The real father, he was a German. That’s why I said I was a Nazi. He was not a Nazi, he was a freedom fighter. Yes, I met him, he was an asshole. It was ridiculous, my mother said to me, ‘you will like him so much, he is such a fantastic person.’ Then I met a feminine man, he said, ‘I was sure that your mother would protect herself.’ He said to me, ‘If you want to discuss more, it should be through my lawyer.’ And he was 78.

And I had imagined this kind of slow-motion thing. And he said, ‘I have never accepted that child.’ And he said that to me. It was completely awful, but that did not make him a Nazi, not at all, he was a freedom fighter, and very respectable in every way. I just didn’t like him. But then I got some siblings, who I see. That’s fine. The only thing that was funny in the story was that I was not Jewish, I was half-German. From there it went wrong.

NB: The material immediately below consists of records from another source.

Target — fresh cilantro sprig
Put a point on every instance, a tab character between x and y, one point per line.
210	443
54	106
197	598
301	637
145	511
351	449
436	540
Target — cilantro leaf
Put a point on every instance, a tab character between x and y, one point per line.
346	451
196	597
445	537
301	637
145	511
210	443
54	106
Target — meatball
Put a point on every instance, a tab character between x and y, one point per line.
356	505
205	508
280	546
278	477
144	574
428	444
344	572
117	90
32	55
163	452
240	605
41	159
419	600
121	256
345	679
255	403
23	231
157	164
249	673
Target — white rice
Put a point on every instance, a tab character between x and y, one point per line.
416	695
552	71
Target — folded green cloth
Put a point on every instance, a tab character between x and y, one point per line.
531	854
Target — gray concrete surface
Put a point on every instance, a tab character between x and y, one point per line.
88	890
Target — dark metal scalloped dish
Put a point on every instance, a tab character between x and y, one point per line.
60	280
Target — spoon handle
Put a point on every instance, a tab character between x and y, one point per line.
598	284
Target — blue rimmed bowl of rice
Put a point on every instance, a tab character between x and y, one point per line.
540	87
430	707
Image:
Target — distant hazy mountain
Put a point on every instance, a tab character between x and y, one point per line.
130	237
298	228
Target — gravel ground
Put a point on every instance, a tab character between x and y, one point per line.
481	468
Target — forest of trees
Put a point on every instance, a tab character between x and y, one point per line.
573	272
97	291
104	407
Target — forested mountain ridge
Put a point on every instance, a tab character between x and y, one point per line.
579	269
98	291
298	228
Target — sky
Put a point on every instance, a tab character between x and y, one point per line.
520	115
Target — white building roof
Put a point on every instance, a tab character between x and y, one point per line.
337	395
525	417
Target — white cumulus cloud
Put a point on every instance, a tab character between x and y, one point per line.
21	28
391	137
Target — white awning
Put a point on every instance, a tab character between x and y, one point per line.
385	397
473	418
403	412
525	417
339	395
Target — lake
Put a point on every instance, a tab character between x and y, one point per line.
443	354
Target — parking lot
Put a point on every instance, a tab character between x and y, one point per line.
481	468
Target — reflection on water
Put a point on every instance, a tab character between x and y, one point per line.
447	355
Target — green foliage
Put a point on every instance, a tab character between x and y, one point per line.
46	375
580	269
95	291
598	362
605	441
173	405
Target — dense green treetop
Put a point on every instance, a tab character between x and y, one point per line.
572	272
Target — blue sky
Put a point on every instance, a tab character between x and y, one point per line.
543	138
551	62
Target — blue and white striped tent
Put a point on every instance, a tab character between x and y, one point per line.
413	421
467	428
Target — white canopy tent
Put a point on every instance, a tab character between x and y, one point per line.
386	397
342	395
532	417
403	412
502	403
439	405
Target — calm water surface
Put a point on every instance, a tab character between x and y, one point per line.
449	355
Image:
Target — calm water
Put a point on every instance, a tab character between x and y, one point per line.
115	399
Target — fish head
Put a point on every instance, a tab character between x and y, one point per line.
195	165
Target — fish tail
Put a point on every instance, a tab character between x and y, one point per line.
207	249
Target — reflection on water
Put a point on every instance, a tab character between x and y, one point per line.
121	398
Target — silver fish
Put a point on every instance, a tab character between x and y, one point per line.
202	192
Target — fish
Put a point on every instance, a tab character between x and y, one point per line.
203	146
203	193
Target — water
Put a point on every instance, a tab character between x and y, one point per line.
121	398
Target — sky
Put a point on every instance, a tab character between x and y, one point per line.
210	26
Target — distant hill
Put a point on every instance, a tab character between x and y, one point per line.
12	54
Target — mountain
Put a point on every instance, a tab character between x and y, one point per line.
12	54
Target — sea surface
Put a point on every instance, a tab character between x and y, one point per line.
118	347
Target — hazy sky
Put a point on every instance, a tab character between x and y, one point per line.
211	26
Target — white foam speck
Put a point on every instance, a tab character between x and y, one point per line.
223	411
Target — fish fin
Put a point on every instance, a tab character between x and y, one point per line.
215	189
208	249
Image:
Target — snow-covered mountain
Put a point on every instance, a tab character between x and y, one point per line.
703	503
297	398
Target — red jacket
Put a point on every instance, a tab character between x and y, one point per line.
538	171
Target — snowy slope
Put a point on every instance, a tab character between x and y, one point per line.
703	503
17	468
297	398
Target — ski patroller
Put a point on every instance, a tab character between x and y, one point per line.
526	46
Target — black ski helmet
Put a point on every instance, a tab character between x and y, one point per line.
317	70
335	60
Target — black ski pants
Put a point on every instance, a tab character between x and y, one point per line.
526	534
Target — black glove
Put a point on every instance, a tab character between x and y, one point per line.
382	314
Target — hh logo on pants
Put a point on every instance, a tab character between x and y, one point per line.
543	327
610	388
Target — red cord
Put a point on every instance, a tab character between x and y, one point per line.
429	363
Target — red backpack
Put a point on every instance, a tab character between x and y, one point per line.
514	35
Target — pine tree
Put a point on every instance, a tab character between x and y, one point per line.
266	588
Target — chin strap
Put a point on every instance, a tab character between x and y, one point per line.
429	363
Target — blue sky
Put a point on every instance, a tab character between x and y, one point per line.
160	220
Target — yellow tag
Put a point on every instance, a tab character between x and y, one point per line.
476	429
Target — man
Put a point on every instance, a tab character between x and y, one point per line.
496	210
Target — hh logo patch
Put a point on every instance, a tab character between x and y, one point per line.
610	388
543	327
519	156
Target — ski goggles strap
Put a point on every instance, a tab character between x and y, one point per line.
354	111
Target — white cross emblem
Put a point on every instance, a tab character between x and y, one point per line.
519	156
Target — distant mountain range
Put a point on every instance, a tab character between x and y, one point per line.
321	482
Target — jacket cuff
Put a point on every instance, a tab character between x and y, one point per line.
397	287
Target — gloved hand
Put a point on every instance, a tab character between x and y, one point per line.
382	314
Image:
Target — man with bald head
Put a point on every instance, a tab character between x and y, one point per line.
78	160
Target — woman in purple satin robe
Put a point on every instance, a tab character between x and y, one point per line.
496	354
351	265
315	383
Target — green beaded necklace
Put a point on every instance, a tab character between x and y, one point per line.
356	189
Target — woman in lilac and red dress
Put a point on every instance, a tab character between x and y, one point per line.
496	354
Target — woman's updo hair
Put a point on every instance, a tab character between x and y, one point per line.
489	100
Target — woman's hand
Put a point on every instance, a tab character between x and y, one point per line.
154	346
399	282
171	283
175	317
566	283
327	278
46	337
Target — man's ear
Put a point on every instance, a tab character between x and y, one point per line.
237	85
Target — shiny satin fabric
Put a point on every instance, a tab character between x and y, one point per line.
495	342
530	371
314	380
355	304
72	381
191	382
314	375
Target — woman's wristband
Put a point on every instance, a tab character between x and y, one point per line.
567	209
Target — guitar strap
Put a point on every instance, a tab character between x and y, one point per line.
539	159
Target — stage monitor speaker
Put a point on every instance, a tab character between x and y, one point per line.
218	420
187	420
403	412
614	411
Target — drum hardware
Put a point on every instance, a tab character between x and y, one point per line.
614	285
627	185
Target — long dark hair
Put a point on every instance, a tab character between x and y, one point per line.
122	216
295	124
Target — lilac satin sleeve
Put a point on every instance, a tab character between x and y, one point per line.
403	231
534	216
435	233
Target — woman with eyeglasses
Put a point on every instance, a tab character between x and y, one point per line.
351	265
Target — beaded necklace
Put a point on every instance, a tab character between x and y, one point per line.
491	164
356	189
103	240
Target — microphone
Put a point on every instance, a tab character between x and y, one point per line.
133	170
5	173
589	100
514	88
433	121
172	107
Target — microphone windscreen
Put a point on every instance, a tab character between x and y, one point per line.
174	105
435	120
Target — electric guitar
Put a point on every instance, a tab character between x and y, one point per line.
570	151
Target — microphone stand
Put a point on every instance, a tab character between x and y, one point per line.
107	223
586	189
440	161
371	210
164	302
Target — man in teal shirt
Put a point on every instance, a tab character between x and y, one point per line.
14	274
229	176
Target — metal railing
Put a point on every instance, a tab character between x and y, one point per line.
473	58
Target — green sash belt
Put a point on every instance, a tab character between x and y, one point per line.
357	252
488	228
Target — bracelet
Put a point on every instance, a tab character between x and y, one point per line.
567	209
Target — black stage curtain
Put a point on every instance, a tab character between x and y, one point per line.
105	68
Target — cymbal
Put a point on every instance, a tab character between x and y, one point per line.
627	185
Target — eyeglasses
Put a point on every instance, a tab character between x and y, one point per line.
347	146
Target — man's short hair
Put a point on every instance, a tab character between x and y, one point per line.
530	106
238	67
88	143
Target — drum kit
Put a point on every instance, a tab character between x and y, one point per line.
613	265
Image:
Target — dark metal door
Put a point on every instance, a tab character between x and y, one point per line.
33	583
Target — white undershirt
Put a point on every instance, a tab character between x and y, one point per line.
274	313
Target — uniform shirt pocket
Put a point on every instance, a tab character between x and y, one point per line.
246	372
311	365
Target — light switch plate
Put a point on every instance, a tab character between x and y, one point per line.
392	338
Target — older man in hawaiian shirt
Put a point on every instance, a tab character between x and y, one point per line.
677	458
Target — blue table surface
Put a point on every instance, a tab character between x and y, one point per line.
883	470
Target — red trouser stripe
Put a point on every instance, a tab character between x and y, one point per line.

The other issue that has come up for Trier in the #MeToo climate is Björk’s claim of sexual harassment on the set of his Palme d’Or winner “Dancer in the Dark.” Björk accused a “Danish director” of touching her on a film set: “Dancer in the Dark” is the only example. Trier denied this. “But that we were definitely not friends, that’s a fact,” the director stated. Other workplace allegations have been aimed at Trier’s cofounder of Zentropa, Denmark’s largest production company, former CEO Peter Aalbæk Jensen. Current CEO Anders Kjærhauge promised to make changes to the workplace culture. Last November, 685 Swedish female actors, including Oscar winner Alicia Vikander, co-signed an open letter calling out sexual abuse in Swedish film and theatre.

Eric Kohn contributed to this report.

 

The Cannes Film Festival runs May 8 – 19.